GC53A-1191
Seasonal Response of Overland Flow and Sediment Loading to Climate and Land Use Land Cover Change in the Apalachicola River, Florida

Friday, 18 December 2015
Poster Hall (Moscone South)
Paige A. Hovenga1, Dingbao Wang1, Stephen C Medeiros2 and Scott C Hagen3, (1)University of Central Florida, Orlando, FL, United States, (2)Univ of Central FL-ENGR2-324, Orlando, FL, United States, (3)Louisiana State University, Baton Rouge, LA, United States
Abstract:
Located in Florida’s panhandle, the Apalachicola River is the southernmost reach of the Apalachicola-Chattahoochee-Flint (ACF) River basin. Streamflow and sediment drains to Apalachicola Bay within the Northern Gulf of Mexico, resulting in a direct influence on the ecology of the region, in particular seagrass and oyster production. This study examines the seasonal response of overland flow and sediment loading in the Apalachicola River under projected climate change scenarios and land use land cover (LULC) change.
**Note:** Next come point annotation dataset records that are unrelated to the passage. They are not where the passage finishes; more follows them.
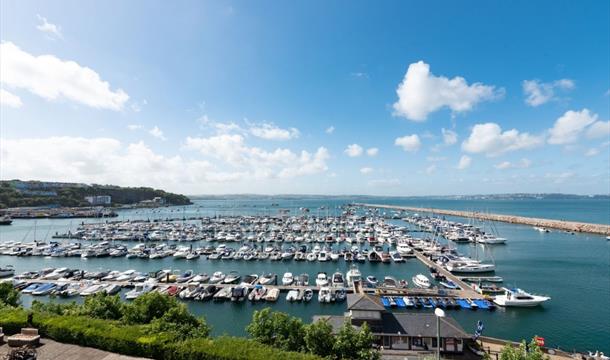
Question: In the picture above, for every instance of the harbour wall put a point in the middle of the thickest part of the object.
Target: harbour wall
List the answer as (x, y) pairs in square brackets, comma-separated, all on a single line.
[(574, 226)]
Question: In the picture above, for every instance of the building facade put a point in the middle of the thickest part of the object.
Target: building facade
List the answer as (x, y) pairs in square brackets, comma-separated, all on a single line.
[(99, 200), (400, 331)]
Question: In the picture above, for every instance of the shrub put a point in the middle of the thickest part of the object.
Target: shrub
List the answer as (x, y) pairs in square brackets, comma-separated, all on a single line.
[(138, 340), (277, 329), (8, 295)]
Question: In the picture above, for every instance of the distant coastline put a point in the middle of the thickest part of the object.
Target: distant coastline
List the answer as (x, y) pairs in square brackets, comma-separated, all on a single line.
[(19, 193), (512, 196)]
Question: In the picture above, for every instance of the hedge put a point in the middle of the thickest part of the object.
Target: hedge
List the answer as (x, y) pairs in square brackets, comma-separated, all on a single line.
[(136, 340)]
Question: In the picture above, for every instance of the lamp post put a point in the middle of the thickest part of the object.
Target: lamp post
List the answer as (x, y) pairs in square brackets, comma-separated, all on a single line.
[(439, 314)]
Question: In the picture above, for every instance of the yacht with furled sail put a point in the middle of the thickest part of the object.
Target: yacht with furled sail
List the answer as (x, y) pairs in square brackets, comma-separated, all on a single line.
[(353, 274), (519, 298)]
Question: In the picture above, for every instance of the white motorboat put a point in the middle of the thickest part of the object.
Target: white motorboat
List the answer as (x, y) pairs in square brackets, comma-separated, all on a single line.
[(490, 239), (217, 277), (323, 256), (6, 271), (470, 267), (421, 281), (520, 298), (337, 280), (267, 279), (93, 289), (287, 279), (404, 249), (272, 294), (292, 295), (325, 295), (307, 295), (138, 291), (321, 279), (396, 256), (353, 274)]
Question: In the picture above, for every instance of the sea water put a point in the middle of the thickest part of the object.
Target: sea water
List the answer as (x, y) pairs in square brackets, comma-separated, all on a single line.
[(572, 269)]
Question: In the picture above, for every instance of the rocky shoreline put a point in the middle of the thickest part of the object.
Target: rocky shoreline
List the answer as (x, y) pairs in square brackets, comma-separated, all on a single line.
[(572, 226)]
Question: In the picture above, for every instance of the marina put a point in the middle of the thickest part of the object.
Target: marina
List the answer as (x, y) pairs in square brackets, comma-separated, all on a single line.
[(538, 223), (231, 316)]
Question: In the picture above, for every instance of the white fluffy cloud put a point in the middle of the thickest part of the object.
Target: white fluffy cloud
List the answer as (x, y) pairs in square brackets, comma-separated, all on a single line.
[(569, 126), (353, 150), (464, 162), (449, 136), (51, 30), (384, 183), (522, 164), (108, 161), (158, 133), (54, 79), (408, 143), (421, 93), (489, 139), (269, 131), (599, 129), (592, 152), (9, 99), (98, 160), (538, 93), (232, 149)]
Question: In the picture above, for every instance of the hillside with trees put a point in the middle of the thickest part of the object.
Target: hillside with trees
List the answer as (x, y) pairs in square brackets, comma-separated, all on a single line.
[(16, 193)]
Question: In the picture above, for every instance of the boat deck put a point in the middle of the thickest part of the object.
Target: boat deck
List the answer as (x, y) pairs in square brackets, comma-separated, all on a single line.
[(465, 289)]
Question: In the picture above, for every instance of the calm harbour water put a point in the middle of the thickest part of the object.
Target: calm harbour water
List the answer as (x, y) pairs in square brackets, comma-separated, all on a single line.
[(573, 269)]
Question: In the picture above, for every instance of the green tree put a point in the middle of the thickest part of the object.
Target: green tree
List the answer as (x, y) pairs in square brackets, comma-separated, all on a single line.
[(8, 295), (103, 306), (52, 307), (523, 352), (148, 307), (277, 329), (319, 338), (181, 324), (352, 344)]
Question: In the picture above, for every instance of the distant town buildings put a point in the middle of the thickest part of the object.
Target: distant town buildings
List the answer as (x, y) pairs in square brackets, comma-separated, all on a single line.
[(99, 200), (399, 331), (42, 185), (157, 201)]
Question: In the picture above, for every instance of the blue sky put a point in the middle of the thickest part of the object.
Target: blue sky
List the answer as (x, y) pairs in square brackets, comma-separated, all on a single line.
[(241, 97)]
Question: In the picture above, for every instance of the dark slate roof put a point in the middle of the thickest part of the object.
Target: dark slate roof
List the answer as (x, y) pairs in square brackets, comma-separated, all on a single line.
[(408, 324), (364, 302), (413, 324)]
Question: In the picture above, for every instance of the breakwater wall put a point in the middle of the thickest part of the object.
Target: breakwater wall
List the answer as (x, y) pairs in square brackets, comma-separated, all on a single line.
[(574, 226)]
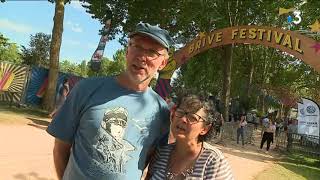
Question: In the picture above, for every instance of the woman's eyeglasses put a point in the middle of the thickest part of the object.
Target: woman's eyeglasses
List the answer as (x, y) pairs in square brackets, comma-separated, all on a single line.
[(191, 117)]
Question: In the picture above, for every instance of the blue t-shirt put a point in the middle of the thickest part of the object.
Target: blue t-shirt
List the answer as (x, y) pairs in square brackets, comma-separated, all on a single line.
[(111, 129)]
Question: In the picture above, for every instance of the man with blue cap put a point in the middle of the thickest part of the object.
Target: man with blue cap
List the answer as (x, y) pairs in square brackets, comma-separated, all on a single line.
[(107, 125)]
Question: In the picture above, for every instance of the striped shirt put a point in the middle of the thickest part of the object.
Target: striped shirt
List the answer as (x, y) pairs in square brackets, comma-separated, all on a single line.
[(211, 164)]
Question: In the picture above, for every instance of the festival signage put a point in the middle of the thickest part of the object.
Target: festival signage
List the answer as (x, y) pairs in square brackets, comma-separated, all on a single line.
[(308, 117), (300, 46)]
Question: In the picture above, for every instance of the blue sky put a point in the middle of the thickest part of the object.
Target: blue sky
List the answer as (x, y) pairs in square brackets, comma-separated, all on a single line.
[(20, 19)]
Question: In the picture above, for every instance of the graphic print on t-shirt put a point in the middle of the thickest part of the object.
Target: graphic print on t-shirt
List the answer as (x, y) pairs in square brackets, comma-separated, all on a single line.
[(111, 148)]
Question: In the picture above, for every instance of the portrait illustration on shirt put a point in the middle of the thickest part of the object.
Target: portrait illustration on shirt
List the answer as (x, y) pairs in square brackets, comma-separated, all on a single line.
[(112, 150)]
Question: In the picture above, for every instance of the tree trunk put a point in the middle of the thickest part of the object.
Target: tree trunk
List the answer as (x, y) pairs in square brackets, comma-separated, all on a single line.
[(251, 71), (54, 55), (227, 57)]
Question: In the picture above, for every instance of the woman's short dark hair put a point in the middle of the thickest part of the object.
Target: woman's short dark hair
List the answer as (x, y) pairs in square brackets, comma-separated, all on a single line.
[(196, 101)]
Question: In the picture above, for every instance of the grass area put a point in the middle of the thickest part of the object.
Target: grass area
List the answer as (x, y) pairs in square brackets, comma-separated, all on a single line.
[(294, 167)]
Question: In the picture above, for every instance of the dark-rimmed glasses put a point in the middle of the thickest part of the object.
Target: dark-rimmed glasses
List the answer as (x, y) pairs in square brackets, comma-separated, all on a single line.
[(149, 53), (191, 117)]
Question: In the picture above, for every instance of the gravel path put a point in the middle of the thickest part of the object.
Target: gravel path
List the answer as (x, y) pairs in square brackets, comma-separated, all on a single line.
[(26, 152)]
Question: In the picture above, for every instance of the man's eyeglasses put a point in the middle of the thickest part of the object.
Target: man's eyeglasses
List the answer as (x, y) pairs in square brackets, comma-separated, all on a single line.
[(191, 117), (149, 53)]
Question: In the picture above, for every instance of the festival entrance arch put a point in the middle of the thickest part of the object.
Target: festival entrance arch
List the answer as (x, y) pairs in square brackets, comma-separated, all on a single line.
[(298, 45)]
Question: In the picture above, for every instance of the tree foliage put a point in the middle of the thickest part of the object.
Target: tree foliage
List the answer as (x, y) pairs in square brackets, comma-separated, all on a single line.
[(9, 51), (111, 67), (38, 51), (260, 76)]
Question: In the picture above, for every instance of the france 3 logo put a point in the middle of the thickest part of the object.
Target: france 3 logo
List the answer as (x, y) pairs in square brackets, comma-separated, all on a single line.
[(294, 18)]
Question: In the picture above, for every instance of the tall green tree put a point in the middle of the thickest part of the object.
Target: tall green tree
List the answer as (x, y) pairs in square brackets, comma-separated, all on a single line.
[(9, 51), (111, 67), (38, 51), (54, 52)]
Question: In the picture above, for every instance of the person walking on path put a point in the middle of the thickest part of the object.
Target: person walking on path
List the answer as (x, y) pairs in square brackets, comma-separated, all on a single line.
[(108, 126), (61, 96), (241, 129), (268, 135)]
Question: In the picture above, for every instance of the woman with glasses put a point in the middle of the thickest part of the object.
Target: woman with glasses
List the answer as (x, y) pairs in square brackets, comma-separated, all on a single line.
[(190, 157)]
A hydrologic model using the Soil Water Assessment Tool (SWAT) was developed for the Apalachicola region to simulate daily discharge and sediment load under present (circa 2000) and future conditions (circa 2100) to understand how parameters respond over a seasonal time frame to changes in climate only, LULC only, and coupled climate / LULC. These physically-based models incorporate digital elevation model (DEM), LULC, soil maps, climate data, and management controls. Long Ashton Research Station-Weather Generator (LARS-WG) was used to create stochastic temperature and precipitation inputs from four Global Climate Models (GCM), each under Intergovernmental Panel on Climate Change (IPCC) carbon emission scenarios for A1B, A2, and B1. These scenarios represent potential future emissions resulting from a range driving forces, e.g. social, economic, environmental, and technologic. Projected 2100 LULC data provided by the United States Geological Survey (USGS) EROS Center was incorporated for each corresponding IPCC scenario. Results from this study can be used to further understand climate and LULC implications to the Apalachicola Bay and surrounding region as well as similar fluvial estuaries while providing tools to better guide management and mitigation practices.